Identification of vulnerable non-culprit lesions by coronary computed tomography angiography in patients with chronic coronary syndrome and diabetes mellitus

Front Cardiovasc Med. 2023 Mar 23:10:1143119. doi: 10.3389/fcvm.2023.1143119. eCollection 2023.

Abstract

Background: Among patients with diabetes mellitus (DM) and chronic coronary syndrome (CCS), non-culprit lesions (NCLs) are responsible for a substantial number of future major adverse cardiovascular events (MACEs). Thus, we aimed to establish the natural history relationship between adverse plaque characteristics (APCs) of NCLs non-invasively identified by coronary computed tomography angiography (CCTA) and subsequent MACEs in these patients.

Methods: Between January 2016 and January 2019, 523 patients with DM and CCS were included in the present study after CCTA and successful percutaneous coronary intervention (PCI). All patients were followed up for MACEs (the composite of cardiac death, myocardial infarction, and unplanned coronary revascularization) until January 2022, and the independent clinical event committee classified MACEs as indeterminate, culprit lesion (CL), and NCL-related. The primary outcome was MACEs arising from untreated NCLs during the follow-up. The association between plaque characteristics detected by CCTA and primary outcomes was determined by Marginal Cox proportional hazard regression.

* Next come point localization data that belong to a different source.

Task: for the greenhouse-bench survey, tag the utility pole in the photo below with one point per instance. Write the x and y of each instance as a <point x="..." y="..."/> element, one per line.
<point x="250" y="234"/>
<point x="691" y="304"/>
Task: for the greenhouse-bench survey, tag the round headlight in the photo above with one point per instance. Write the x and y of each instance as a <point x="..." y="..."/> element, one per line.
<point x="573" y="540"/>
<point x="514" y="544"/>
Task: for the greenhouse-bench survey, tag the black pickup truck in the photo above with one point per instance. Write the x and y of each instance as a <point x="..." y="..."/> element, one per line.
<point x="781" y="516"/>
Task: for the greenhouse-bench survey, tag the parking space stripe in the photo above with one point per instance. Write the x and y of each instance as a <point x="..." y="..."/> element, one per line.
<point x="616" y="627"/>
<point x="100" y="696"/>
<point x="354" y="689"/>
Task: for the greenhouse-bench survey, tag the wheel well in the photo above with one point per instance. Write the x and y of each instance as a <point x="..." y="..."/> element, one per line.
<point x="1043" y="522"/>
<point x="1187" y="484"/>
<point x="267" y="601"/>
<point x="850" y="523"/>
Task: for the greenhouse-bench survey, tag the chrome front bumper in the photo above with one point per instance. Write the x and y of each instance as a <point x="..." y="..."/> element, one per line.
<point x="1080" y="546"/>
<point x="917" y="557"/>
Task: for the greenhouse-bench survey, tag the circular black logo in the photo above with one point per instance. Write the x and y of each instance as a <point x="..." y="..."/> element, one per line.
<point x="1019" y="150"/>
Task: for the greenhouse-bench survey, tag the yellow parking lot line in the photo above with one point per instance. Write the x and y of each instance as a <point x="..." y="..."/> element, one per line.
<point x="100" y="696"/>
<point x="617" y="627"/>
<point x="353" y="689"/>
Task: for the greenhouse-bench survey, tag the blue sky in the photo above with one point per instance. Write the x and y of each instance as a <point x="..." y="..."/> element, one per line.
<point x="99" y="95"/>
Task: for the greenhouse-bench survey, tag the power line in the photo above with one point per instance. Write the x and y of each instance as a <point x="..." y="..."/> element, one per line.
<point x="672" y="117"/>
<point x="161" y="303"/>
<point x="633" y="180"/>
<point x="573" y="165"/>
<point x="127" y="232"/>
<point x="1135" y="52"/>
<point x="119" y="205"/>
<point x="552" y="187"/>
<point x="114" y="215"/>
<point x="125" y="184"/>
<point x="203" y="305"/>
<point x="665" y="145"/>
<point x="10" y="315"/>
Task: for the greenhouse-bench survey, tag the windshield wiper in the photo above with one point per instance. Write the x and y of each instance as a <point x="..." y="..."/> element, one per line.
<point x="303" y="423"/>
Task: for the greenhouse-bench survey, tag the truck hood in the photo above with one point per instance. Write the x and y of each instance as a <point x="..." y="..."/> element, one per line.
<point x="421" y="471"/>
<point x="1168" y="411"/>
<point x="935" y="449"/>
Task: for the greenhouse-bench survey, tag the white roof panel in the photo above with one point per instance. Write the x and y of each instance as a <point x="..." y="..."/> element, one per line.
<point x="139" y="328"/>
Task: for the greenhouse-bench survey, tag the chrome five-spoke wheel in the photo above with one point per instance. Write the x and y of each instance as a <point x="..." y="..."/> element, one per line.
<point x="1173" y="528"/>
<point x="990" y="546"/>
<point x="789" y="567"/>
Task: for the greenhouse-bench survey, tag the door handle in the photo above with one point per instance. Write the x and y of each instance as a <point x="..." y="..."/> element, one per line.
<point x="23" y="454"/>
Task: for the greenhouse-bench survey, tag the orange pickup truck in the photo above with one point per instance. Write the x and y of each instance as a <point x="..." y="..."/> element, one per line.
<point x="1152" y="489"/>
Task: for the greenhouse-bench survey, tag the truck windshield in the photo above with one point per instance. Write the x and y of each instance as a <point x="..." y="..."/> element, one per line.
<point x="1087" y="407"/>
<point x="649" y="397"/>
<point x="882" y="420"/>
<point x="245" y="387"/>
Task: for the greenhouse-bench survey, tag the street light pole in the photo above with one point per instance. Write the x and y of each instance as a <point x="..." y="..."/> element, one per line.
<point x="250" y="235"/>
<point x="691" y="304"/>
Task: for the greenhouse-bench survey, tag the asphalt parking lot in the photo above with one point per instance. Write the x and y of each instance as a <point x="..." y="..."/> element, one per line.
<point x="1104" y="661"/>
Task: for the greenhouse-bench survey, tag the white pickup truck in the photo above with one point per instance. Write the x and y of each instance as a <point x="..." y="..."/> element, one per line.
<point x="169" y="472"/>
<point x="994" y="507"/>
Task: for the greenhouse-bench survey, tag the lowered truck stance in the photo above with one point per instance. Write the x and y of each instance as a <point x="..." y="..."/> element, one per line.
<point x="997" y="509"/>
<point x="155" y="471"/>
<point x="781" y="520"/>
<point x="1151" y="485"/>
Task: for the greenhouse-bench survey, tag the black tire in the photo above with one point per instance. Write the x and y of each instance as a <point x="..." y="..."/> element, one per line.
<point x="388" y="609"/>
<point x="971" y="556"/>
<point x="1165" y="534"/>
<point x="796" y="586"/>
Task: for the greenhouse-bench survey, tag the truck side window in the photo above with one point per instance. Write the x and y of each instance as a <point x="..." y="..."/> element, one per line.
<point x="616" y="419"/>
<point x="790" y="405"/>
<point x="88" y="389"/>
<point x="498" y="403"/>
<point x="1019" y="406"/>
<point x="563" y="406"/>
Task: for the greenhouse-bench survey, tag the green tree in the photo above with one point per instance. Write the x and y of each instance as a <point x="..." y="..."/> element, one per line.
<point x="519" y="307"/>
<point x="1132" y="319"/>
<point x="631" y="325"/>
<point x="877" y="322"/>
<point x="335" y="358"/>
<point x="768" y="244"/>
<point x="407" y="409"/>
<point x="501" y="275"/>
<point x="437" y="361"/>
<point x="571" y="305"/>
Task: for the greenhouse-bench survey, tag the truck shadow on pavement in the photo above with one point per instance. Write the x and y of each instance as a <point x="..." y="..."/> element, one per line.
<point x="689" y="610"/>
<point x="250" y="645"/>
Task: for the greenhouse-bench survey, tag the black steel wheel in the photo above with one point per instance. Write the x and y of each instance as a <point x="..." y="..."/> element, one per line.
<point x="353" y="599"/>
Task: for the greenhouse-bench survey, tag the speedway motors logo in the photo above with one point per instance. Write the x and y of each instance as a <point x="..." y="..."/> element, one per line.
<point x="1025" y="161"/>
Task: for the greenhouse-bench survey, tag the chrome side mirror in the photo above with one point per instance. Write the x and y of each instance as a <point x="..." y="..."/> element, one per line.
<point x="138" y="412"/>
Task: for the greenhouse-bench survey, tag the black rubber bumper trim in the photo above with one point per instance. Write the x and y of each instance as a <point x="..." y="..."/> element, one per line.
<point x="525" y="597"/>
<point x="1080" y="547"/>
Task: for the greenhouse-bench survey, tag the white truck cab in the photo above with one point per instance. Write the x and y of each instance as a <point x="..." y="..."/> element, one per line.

Results: Overall, 1,248 NCLs of the 523 patients were analyzed and followed up for a median of 47 months. The cumulative rates of indeterminate, CL, and NCL-related MACEs were 2.3%, 14.5%, and 20.5%, respectively. On multivariate analysis, NCLs associated with recurrent MACEs were more likely to be characterized by a plaque burden >70% [hazard ratio (HR), 4.35, 95% confidence interval (CI): 2.92-6.44], a low-density non-calcified plaque (LDNCP) volume >30 mm3 (HR: 3.40, 95% CI: 2.07-5.56), a minimal luminal area (MLA) <4 mm2 (HR: 2.30, 95% CI: 1.57-3.36), or a combination of three APCs (HR: 13.69, 95% CI: 9.34-20.12, p < 0.0001) than those not associated with recurrent MACEs. Sensitivity analysis regarding all indeterminate MACEs as NCL-related ones demonstrated similar results.

Conclusions: In DM patients who presented with CCS and underwent PCI, half of the MACEs occurring during the follow-up were attributable to recurrence at the site of NCLs. NCLs responsible for unanticipated MACEs were frequently characterized by a large plaque burden and LDNCP volume, a small MLA, or a combination of these APCs, as determined by CCTA.

Keywords: adverse plaque characteristic; chronic coronary syndrome; coronary computed tomography angiography; diabetes mellitus; major adverse cardiovascular event; non-culprit lesion.

Grants and funding

This work was supported by the National Natural Science Foundation of China (grant no. 62206197), the Applied and Basic Research by Multi-input Foundation of Tianjin (grant no. 21JCYBJC00820), the Tianjin Health Research Project (grant no. TJWJ2022QN067), the Tianjin Key Laboratory of Cardiovascular Emergency and Critical Care certified by Tianjin Municipal Science and Technology Bureau, the Tianjin Medical Discipline Construction Project, the Tianjin Key Research Program of Traditional Chinese Medicine (grant no. 2022001 and 2023006), and the Tianjin Health Science and Technology Project (grant no. MS20015). The funding bodies did not have any input into the design of the study, data analysis, data interpretation, or manuscript writing.